Think about it, when was the last time you were out on a run where you stopped, looked around and thought to yourself “How lucky I am to be out doing this thing that I love!” Then laughed out loud at yourself and sheepishly looked around quickly to see who saw you laughing. Even if someone was looking at you with one of those WTFO looks, it still felt great to think how lucky we are to be able to run
Watch children run. They do not run hunched over, their faces grim and focused on the ground in front of them as they gasp for air – you know like the guy in the photo below.
They run with joy, giggles and abandonment that we have forgotten. Their heads are up, big grins and lots of laughter and yes, they do suddenly stop to look at the butterfly flitting around their heads or the thing crawling around on the grass. Maybe we need to lighten up and find some of that joy in our running and make running fun again.

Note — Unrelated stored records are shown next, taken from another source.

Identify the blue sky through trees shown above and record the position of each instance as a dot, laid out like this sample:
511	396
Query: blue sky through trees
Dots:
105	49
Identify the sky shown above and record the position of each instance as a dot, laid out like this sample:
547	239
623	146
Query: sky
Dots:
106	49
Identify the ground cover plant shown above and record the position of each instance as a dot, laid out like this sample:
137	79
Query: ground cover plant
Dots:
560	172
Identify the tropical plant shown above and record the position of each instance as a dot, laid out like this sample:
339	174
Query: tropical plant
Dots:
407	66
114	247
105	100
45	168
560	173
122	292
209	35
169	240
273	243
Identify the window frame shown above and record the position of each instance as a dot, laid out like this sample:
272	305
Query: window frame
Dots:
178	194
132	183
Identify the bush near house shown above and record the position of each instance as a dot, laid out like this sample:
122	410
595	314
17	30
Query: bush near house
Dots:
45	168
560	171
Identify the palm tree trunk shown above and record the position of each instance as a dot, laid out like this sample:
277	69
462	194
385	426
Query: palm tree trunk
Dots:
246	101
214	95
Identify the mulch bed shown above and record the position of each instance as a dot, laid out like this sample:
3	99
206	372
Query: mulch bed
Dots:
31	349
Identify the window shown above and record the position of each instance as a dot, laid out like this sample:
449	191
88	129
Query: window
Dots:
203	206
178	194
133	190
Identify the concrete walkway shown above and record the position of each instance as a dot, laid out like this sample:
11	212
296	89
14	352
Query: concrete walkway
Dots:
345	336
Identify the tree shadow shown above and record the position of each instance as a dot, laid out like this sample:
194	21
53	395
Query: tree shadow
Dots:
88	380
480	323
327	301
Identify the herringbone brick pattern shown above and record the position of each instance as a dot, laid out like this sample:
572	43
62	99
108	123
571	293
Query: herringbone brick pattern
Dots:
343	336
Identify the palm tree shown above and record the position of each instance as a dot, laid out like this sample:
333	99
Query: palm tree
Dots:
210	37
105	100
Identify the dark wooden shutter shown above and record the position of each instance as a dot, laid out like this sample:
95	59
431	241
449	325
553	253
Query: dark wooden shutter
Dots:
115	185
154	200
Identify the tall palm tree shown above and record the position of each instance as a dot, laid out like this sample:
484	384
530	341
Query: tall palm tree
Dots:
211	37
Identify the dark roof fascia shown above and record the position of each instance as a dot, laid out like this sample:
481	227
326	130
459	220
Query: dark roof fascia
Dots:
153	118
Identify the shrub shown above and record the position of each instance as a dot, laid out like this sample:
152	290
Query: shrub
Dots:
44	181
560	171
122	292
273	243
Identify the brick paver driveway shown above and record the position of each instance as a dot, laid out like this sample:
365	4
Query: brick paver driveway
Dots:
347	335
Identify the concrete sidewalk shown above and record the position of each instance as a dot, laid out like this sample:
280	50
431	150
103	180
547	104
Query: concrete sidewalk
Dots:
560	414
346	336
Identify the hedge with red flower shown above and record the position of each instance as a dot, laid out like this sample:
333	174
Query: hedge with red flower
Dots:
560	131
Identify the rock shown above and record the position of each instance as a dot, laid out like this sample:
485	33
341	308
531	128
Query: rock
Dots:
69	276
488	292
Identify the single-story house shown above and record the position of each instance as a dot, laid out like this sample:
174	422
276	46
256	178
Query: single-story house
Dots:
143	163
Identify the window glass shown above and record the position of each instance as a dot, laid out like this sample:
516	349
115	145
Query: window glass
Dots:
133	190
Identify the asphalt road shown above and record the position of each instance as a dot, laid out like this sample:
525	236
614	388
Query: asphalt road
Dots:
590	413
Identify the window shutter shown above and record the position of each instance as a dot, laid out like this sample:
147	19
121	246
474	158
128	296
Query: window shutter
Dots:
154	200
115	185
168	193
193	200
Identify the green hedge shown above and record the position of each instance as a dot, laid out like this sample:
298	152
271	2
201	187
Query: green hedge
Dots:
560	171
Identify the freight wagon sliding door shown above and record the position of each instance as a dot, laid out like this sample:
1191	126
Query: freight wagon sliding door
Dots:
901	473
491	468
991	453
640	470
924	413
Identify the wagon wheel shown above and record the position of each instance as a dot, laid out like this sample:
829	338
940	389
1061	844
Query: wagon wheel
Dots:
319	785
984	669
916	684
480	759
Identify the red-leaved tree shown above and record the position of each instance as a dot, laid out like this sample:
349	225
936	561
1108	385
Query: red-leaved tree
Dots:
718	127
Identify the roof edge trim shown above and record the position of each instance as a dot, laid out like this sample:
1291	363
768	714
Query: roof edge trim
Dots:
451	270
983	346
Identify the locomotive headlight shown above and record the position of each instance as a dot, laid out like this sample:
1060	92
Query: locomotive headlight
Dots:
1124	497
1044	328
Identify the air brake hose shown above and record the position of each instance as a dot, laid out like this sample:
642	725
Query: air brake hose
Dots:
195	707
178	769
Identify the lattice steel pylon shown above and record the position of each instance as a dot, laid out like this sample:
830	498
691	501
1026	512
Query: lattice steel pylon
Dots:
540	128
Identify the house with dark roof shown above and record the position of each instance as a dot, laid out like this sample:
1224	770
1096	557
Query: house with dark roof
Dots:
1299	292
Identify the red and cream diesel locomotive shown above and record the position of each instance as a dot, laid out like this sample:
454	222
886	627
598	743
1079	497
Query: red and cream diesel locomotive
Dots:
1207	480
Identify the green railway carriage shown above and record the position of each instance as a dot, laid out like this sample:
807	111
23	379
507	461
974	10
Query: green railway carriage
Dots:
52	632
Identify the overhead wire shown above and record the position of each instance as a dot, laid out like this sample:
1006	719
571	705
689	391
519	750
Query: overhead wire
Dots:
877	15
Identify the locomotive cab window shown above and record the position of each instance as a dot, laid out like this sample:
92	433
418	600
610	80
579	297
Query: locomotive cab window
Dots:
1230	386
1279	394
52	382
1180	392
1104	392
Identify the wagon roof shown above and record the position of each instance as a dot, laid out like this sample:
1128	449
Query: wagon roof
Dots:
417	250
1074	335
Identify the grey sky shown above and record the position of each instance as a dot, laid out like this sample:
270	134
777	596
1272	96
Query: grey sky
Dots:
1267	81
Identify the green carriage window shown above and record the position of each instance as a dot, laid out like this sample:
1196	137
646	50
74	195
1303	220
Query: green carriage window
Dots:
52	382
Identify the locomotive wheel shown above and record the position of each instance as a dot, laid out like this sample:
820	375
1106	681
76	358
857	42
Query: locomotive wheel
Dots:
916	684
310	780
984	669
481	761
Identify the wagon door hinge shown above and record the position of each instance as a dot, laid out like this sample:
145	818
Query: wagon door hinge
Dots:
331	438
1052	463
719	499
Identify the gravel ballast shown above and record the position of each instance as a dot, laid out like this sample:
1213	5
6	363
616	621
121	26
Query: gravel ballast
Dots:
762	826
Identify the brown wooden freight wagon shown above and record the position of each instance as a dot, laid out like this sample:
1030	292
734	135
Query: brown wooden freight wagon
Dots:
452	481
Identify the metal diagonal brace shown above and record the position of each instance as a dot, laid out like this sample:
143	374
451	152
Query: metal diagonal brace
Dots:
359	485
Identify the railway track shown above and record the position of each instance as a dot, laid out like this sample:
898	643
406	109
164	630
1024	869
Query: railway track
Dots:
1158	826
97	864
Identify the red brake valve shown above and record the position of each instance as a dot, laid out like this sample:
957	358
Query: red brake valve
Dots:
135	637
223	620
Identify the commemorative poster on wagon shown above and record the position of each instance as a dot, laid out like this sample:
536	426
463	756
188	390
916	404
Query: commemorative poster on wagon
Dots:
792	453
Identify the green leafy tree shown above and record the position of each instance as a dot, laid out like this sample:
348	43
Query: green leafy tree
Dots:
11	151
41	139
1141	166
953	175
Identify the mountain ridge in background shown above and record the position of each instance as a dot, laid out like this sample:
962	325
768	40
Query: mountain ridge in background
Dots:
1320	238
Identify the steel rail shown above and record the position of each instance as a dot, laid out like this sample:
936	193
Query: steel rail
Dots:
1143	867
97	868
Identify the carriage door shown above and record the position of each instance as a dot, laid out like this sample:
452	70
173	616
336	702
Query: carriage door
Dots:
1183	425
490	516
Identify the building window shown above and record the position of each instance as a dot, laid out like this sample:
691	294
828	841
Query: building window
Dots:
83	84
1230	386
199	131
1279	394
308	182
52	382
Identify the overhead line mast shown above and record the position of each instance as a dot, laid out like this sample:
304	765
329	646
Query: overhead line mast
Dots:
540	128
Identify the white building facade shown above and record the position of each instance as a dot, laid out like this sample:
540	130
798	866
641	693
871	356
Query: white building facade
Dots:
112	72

Change up where you run if you can. Run someplace new, a different course. If you primarily run on the roads, maybe attempting some easier trails, barefoot strides on grass, running at different times of the day, doing a scavenger hunt while running, stopping to take photos of odd, unusual or stunningly gorgeous scenes that you will see. There are many things that we can do while we are running to make it seem less like drudgery and more fun.
No, it does not always mean to be plugged into your music playlist either, it might be time to listen to nature’s music.
The reality is that
Runners run for many reasons and having the motivation of an upcoming race is great, however, not being able to race is not the end of our running journey, despite what some might think or say. We are part of a larger running community that supports and helps each other with our running and often beyond running.
At some point the pandemic will be under control enough so that racing and our training for those goals we have will return, but until it does we can keep running and smile more. Remember to stop in the middle of a run to smell the roses and then look around thinking about the idea that “I get to run, versus I have to run” and yes, running can be fun.
If it has been a while since you thought about why you run and if you enjoy your running, you might want to think about what running really means to you. Running should not be another chore that we dread simply to get ready for another race – a means to an end.
Who knows maybe you will be like me and get to train for that super double-secret race too.
However, no matter what happens, I will smile more often while I get to run.